Сейчас он глагол, и, видимо, поэтому за ним ведут слежку начальники. Кристи прибывает на остров Ла Гомера, чтобы выучить язык свиста — так его голос будет невозможно отличить от пения птиц. Его учителя — загорелые мафиози и контрабандисты, а еще фам фаталь Гильда (румынская модель Катринель Марлон), которая его соблазняет. Кристи свистит для дела, не ради забавы. Комиссар должен высвободить из тюрьмы некоего Жолта, укравшего тридцать миллионов у мафии, — и в то же время сохранить свою репутацию.
Впрочем, реальные мотивы персонажей известны одному Богу. В этом смысле Порумбою не особо заботится о зрителе, предлагая ему отдаться одному только ритму, океанскому бризу и свисту, который так похож на пение птиц. На «Свистунов» режиссера натолкнул, собственно, сильбо-гомера — реальный язык гуанчей, свистящая форма одного из диалектов испанского, которую знают только на Ла Гомере. Повествование здесь нелинейно и мозаично — оно делится на главки по именам героев, но не дает им никакой интродукции, которая помогла бы разобраться. Свист правит бал и верховодит сюжетом. В детективных перипетиях теряешься, как в следах на морском песке. Героическая полиция, латинская мафия, купюры в матрасах и скрытые камеры в зеркалах, «Casta Diva» на саундтреке.
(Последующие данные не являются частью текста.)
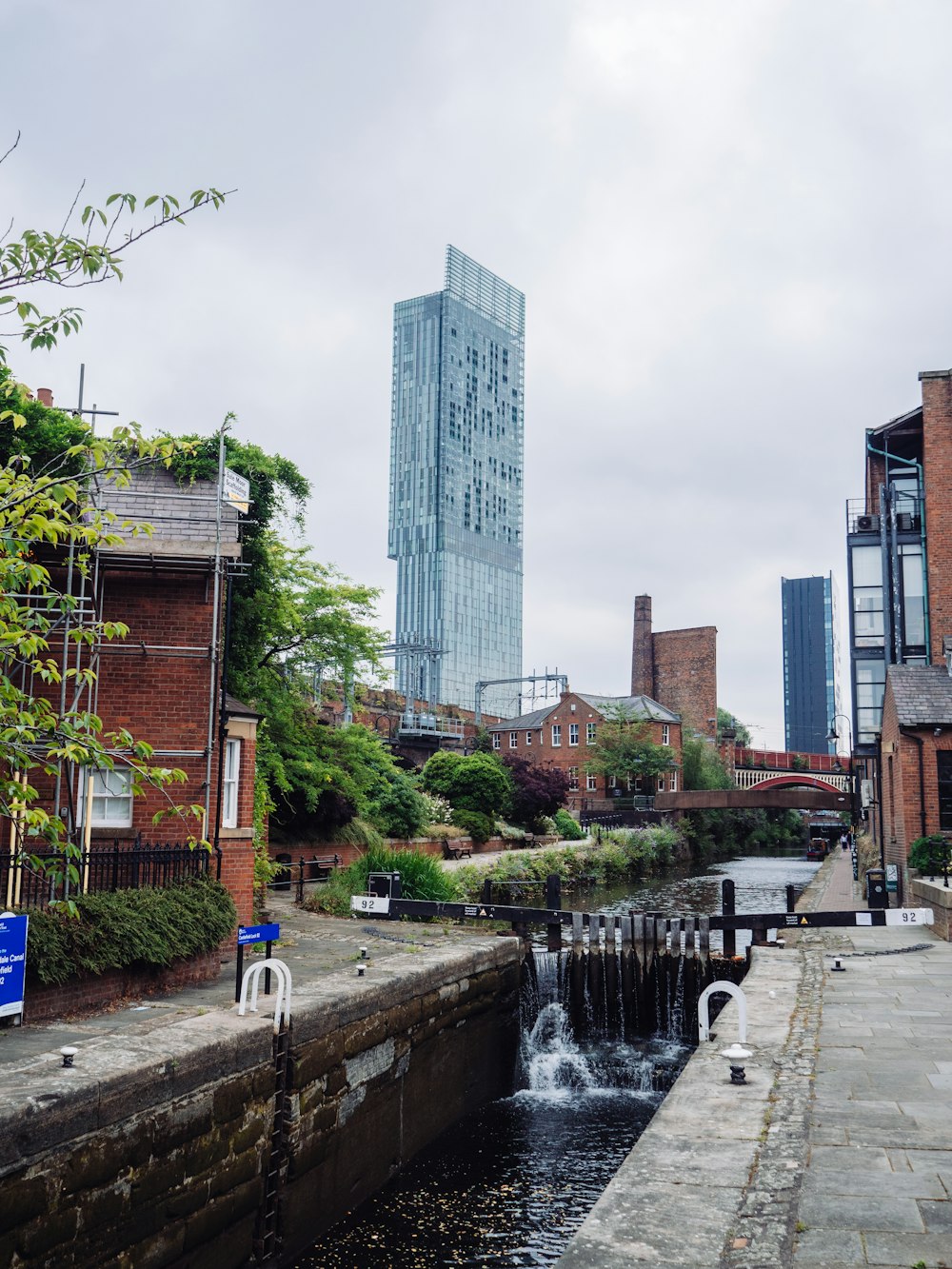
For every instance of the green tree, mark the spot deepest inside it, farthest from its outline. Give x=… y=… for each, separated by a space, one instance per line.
x=478 y=782
x=624 y=749
x=68 y=260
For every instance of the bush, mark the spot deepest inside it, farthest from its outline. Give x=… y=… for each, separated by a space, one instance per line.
x=421 y=877
x=479 y=826
x=129 y=926
x=567 y=827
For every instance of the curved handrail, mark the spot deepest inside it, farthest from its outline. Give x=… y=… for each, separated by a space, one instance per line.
x=704 y=1010
x=282 y=1005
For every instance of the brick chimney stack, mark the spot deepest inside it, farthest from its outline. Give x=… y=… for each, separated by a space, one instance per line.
x=643 y=660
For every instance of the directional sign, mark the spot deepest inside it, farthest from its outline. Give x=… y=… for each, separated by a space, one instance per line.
x=236 y=490
x=13 y=962
x=258 y=934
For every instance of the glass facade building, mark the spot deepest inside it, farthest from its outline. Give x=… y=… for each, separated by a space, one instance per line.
x=810 y=663
x=456 y=471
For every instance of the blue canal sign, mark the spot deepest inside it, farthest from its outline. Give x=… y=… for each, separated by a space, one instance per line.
x=258 y=934
x=13 y=962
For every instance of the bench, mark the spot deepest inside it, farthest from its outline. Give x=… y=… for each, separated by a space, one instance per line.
x=451 y=852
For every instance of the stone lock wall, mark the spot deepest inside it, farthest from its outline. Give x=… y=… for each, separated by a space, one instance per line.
x=151 y=1149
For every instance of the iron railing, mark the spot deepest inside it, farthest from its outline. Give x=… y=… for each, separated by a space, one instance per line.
x=42 y=877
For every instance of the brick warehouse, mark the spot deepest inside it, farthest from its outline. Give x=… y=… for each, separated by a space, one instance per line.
x=560 y=735
x=163 y=682
x=899 y=541
x=677 y=669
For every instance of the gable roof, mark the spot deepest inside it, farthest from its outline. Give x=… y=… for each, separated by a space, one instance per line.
x=922 y=694
x=643 y=708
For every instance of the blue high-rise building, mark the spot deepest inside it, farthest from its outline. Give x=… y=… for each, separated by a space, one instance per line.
x=810 y=663
x=456 y=460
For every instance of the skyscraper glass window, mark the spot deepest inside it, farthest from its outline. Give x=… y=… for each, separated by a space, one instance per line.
x=810 y=663
x=456 y=471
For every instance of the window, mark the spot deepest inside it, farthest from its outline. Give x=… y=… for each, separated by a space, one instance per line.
x=112 y=799
x=943 y=762
x=228 y=792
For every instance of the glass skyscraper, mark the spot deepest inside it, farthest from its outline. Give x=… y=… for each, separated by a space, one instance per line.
x=456 y=458
x=810 y=663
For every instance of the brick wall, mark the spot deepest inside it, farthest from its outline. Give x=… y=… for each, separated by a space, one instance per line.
x=685 y=675
x=937 y=471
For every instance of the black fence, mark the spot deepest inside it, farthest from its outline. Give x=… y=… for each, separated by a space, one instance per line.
x=42 y=877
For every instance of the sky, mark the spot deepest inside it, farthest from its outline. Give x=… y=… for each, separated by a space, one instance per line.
x=730 y=221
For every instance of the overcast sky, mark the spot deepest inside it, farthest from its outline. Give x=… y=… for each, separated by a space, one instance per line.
x=731 y=222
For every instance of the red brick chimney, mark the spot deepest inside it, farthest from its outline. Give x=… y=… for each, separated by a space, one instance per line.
x=643 y=659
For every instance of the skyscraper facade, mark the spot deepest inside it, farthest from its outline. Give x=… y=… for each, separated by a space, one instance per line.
x=810 y=663
x=456 y=468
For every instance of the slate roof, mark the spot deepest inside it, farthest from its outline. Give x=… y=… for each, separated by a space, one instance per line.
x=923 y=694
x=640 y=707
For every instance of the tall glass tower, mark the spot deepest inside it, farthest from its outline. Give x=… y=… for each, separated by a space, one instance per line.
x=810 y=663
x=456 y=456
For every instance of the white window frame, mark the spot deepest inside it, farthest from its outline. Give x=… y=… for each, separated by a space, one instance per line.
x=112 y=799
x=230 y=783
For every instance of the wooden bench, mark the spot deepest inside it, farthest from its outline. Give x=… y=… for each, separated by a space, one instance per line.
x=451 y=852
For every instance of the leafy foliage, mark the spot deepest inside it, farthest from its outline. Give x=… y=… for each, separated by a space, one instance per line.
x=79 y=259
x=478 y=782
x=129 y=926
x=537 y=789
x=624 y=749
x=567 y=827
x=422 y=876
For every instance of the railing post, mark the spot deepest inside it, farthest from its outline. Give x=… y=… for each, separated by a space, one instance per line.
x=727 y=909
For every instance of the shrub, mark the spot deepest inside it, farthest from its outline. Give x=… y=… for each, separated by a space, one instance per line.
x=129 y=926
x=421 y=877
x=566 y=826
x=479 y=826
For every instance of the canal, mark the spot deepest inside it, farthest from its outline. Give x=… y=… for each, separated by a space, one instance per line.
x=509 y=1185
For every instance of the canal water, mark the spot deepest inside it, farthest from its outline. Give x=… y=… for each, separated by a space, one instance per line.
x=509 y=1184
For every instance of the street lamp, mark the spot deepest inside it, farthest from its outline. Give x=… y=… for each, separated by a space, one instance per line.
x=832 y=739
Непонятно, конечно, но лучше вообще не знать ничего заранее.
«Свистуны» — кино незамысловатое в самом лучшем из смыслов, смешное, но не до колик, развивающееся стремительно, но не настолько, чтобы кровь стыла в жилах. Здесь полно цитат из киноклассики — народного толка, чтобы всякий почувствовал себя безусловным экспертом (как наутро после вручения «Оскаров»). Все уже стесняются пародировать сцену в душе из «Психо», а Порумбою нет. Смурные копы забивают стрелку в синематеке — очевидно, лишь для того, чтобы режиссер мог навести камеру на «Искателей» Джона Форда — и горделиво показать полторы минуты, пожалуй, самой живописной погони в истории Голливуда. Вполне люмьеровский выход рабочих с фабрики запечатлен на камерах видеонаблюдения — таким образом, даже в приметах тоталитарности Порумбою обнаруживает кино. И такая наивная детскость в этом, такое ребячество, которое могут себе позволить только настоящие киноинтеллектуалы — каким и является режиссер, — потому что стесняться им уже не перед кем, а доказывать свою тонкость незачем. Одним словом, хочется, чтобы не заканчивалось как можно дольше — и бьешь себя по ляжкам до синяков. А Порумбою, себялюбец, как будто и не заканчивает.